De ma cellule crasseuse, je restait en contacte relatif avec l'extérieur. Les templier qui gardait le donjon étaient sommés de garder le silence auprès des prisonniers, mais la situation extérieur était tel qu'ils étaient impossible pour eux de ne pas m'adresse la parole. J'étais pour le peuple un héros, et c'est en mon nom que Ophénix prêchait dans les rues d'Olkarria pour me faire libèrer. Zargonnia était redevenu prospère depuis, et les nains de Den avait aussi mis une somme importante d'or pour ma libération. Mais le grand prophète de Cyanis ordonna quand même que je sois exécuté au nom de sa divinité pour calmer l'émeute du peuple qui se préparait. L'effet fut inverse, les villageois prirent armes et tentèrent ma libération. Le grand prophète ordonna a son armée d'intervenir et identifia ces dissidents comme adepte du mal. L'armée des prophètes était puissante, et les villageois en révolte furent décimés.

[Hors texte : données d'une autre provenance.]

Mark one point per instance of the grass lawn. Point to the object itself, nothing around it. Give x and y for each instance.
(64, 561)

Il se passa quelques mois sans histoire et ma santé commençait à terriblement dépérir, c'était la maladie qui m'accablait, et mon grand age. J'étais de plus en plus souffrant lorsqu'un soir, le grand prophète vint au donjon, ordonnant aux templiers d'aller se battre contre les nains et de le laisser seul. Ophénix avait réuni l'armée complète des nains de Den et une guerre sévissait pour ma libération. Une fois les templiers partis, le grand prophète s'agenouilla près de mon faible corps, et il fit une prière à Cyanis, demandant pardon pour l'acte qu'il était sur le point de commettre. Si seulement je n'avais pas été si faible, j'aurais pu me défendre. Mais mes muscles ne pouvaient plus empêcher le prophète de verser dans ma bouche un poison amère et pétillant. Je savait que ma vie se terminait se soir là.

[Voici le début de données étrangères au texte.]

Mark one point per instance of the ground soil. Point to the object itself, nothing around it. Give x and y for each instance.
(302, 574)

Les heures s'écoulèrent et le poison avait heureusement un effet euphorique qui apaisait douleurs et tensions. Je sentais mon âme se détacher et normalement, j'aurais prié Cyanis, mais plus aujourd'hui. Puis comme j'allais périr, Ophénix surgit prés de moi, couvert de sang, sa hache usée par la violence des coups portés. Il se pencha pour me prendre dans ses bras. Il avait la larme à l'oeil, mais il était souriant, comme il était à chaque victoire. Il me demanda de rester avec lui, parmi les vivants quelques minutes, pour que je soit témoins de se que ma grandeur avait accomplis.

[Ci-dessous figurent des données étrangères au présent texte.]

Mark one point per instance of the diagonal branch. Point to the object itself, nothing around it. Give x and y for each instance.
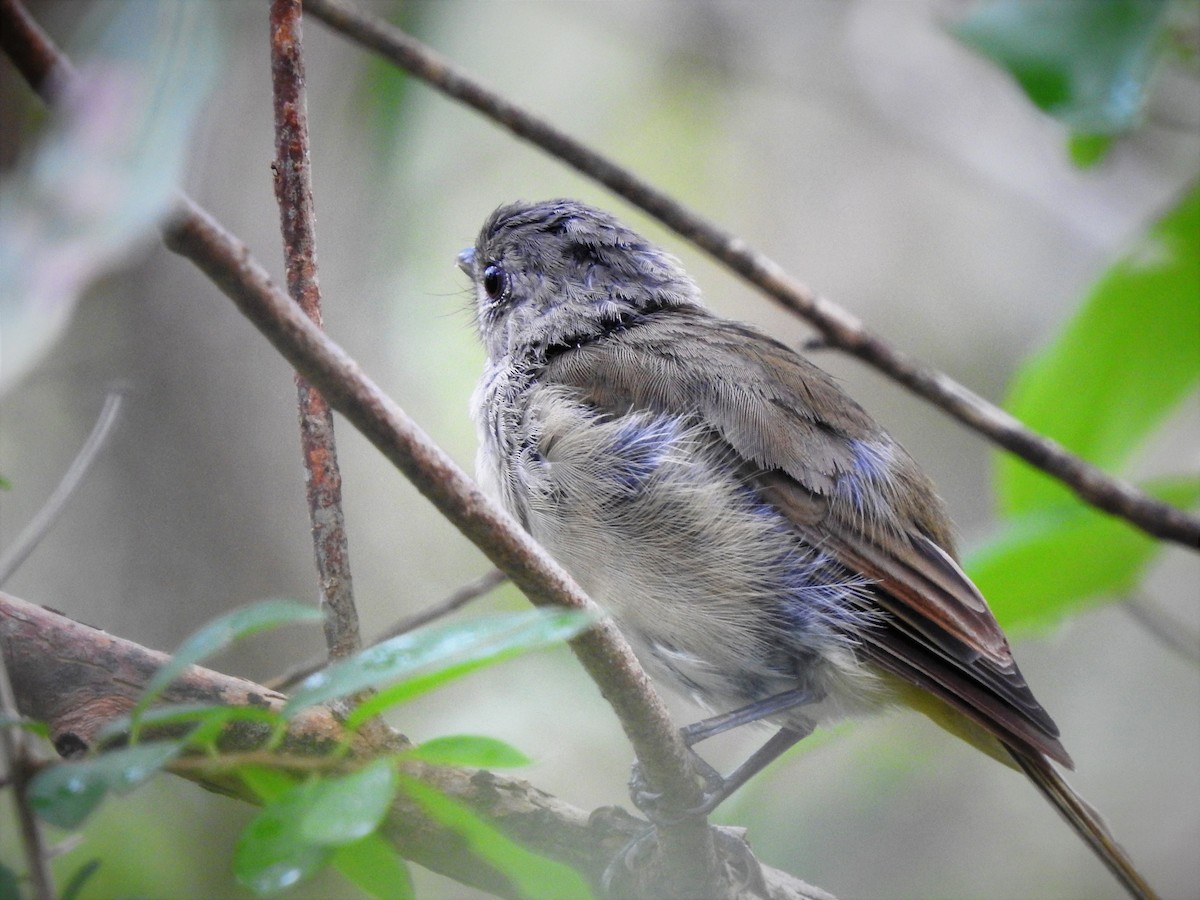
(77, 678)
(293, 191)
(840, 328)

Il me porta dehors. Devant moi, une foule entière criait mon nom. Sur le toi du temple de Cyanis, brûlait dans la nuit des cages d'acier dans lesquels les sept prophètes de Cyanis hurlaient. Les derniers mots de mon vivant furent ceux d'Ophénix : " voit Flamir ta grandeur, plus jamais le bien ne fera obstacle au bien, moi, ton premier adepte t'en fait la promesse ".